Jobs Supported by Industry
Using EMSI’s input-output tool, we can show the number of jobs currently dependent on a particular industry in a particular region. This is the number of jobs that, if we were to erase this industry from the economy, we’d lose as well.
Why is this important? It indicates that this industry supports not only jobs just within its industry category but also many jobs in an extended supply chain, and in the general economy.
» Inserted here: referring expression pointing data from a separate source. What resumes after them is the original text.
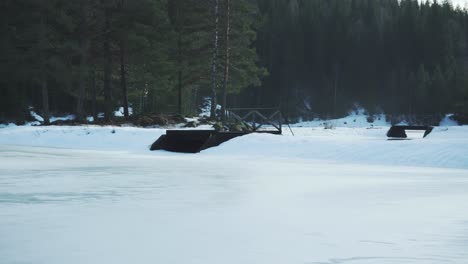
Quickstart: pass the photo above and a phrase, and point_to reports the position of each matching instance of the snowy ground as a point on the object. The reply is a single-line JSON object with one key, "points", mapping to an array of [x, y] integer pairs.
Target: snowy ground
{"points": [[97, 195]]}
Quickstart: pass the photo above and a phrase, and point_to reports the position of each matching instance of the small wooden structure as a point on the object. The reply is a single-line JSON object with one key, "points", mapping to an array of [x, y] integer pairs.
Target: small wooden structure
{"points": [[239, 122], [401, 132]]}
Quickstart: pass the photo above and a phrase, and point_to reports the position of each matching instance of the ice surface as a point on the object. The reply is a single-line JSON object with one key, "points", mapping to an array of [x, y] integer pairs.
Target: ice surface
{"points": [[97, 195]]}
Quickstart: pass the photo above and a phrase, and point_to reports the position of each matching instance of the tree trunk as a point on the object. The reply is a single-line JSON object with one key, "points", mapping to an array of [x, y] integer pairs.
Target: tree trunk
{"points": [[335, 88], [45, 100], [107, 68], [123, 79], [226, 63], [43, 72], [94, 95], [83, 61], [179, 74], [214, 61]]}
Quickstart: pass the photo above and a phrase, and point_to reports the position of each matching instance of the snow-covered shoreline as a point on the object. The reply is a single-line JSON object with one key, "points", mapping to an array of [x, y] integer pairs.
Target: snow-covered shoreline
{"points": [[445, 147]]}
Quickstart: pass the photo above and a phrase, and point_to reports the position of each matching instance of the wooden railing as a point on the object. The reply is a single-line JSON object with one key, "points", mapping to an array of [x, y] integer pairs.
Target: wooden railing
{"points": [[256, 119]]}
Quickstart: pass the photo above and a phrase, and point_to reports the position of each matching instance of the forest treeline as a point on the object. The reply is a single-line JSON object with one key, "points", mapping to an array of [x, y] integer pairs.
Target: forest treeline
{"points": [[309, 57]]}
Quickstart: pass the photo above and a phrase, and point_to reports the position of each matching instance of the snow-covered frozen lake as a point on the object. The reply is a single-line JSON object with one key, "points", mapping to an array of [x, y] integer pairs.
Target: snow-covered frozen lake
{"points": [[78, 195]]}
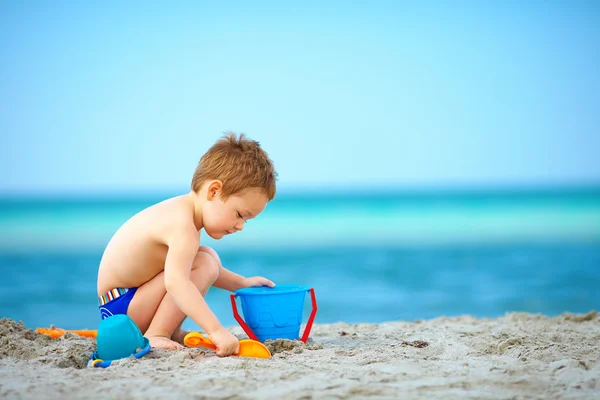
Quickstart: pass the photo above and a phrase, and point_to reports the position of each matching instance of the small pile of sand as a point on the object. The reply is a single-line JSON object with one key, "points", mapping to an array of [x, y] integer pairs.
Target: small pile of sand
{"points": [[17, 341], [296, 346]]}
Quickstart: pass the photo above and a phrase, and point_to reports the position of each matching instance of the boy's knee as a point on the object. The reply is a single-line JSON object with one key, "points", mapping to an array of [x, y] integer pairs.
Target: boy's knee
{"points": [[207, 264], [211, 252]]}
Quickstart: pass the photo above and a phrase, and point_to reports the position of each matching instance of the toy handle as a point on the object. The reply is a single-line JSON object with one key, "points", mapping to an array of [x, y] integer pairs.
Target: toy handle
{"points": [[311, 318], [251, 334], [240, 321]]}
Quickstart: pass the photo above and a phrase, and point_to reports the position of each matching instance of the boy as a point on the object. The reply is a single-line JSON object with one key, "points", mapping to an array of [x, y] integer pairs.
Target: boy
{"points": [[154, 269]]}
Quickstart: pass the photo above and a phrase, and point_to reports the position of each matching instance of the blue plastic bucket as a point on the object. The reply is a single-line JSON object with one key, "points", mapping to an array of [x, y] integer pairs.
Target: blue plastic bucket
{"points": [[273, 313]]}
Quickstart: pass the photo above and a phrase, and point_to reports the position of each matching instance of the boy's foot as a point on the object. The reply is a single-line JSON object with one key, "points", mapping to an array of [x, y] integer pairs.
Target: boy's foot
{"points": [[179, 335], [161, 342]]}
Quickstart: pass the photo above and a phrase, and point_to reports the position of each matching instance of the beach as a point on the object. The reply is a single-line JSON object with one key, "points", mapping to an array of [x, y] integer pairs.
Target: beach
{"points": [[516, 356]]}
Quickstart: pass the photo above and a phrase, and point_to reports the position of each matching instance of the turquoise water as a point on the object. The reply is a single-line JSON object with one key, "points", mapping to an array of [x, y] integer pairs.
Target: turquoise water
{"points": [[370, 257]]}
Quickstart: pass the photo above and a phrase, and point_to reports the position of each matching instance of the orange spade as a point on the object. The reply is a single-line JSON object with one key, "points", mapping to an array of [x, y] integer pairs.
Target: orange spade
{"points": [[58, 332], [248, 347]]}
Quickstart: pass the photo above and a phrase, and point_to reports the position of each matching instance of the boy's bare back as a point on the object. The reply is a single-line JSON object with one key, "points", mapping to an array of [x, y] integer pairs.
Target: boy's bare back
{"points": [[138, 250], [154, 269]]}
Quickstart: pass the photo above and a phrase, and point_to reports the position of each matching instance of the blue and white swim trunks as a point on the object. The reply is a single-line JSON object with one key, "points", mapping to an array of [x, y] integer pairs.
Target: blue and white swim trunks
{"points": [[115, 301]]}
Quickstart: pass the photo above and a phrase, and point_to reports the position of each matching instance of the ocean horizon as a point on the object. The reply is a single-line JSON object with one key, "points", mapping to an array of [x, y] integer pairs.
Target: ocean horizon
{"points": [[371, 257]]}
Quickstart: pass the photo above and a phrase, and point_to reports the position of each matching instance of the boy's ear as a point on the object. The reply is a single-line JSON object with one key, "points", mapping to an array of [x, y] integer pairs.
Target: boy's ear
{"points": [[213, 189]]}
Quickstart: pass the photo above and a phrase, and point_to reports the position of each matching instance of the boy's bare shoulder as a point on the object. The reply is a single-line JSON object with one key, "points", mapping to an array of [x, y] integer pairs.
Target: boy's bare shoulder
{"points": [[171, 217]]}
An industry with a strong (local) extended supply chain has deep roots in a regional economy. Supporting this industry reaps extensive benefits.
Let’s again look at commercial banking in Pittsburgh as an example. Earlier we established that this industry is strongly concentrated in the region and adding more jobs than expected. But our IO model also shows it has a jobs multiplier of 3.53, meaning it leads to 2.53 jobs for every one that’s created in Pittsburgh. These extra jobs are in industries that directly and indirectly supply commercial banking, as well as industries that benefit from the earnings that enter the economy as employees spend their paychecks in the region on food, clothing, and other goods and services.
Dollars Supported by Industry
This is much along the same lines as the jobs supported by the industry. But instead of showing the impacts in terms of jobs, we can look at how the sales and earnings in an industry leads to additional sales or earnings (or dollars) in a region.
For commercial banking in Pittsburgh, the earnings multiplier is 2.53 (so every dollar of new earnings yields $1.53 in additional earnings in the metro area) and the sales multiplier is 1.94.
Top Supply Chain Industries
We mentioned earlier that an industry with a strong extended supply chain has deep roots in a regional economy. With Analyst, we can easily derive the industries that exist in the supply chain for any industry.
We get to the supply chain by following the money; each industry buys goods and services from many other industries. By tracing the industries where commercial banking in Pittsburgh is spending its money, we can find which industries it buys goods and services from. The following table shows the industries commercial banking relies on to function, and how much of these industry requirements are satisfied inside the Pittsburgh metro.
NAICSIndustryAmount Spent by Commercial BankingIn-RegionOut of Region523920Portfolio Management$361,705,59366%34%523120Securities Brokerage$305,773,05752%48%523930Investment Advice$260,383,96558%42%523110Investment Banking and Securities Dealing$204,883,37035%65%522292Real Estate Credit$87,437,56283%17%523910Miscellaneous Intermediation$75,940,56160%40%551114Corporate, Subsidiary, and Regional Managing Offices$65,934,99681%19%Source: EMSI Input-Output Model (2012)
Why is this important? It’s helpful to understand the supply chain of key industries in your region so you can support them, or help attract firms in industries that cut down on the dollars leaving the region to suppliers that aren’t in your area. If an industry can’t buy what it needs in the region, it buys what it needs from outside of the region, which means that money has left the regional economy. Economists call this “leakage.” A good bit of leakage is unavoidable, but it’s a good idea to target the gaps in industry supply chains to see where those leakages can be avoided.
The bottom line: the more in-region commerce happens around driver industries, the less money driver industries spend outside the region, and the greater effect those export dollars have in the region.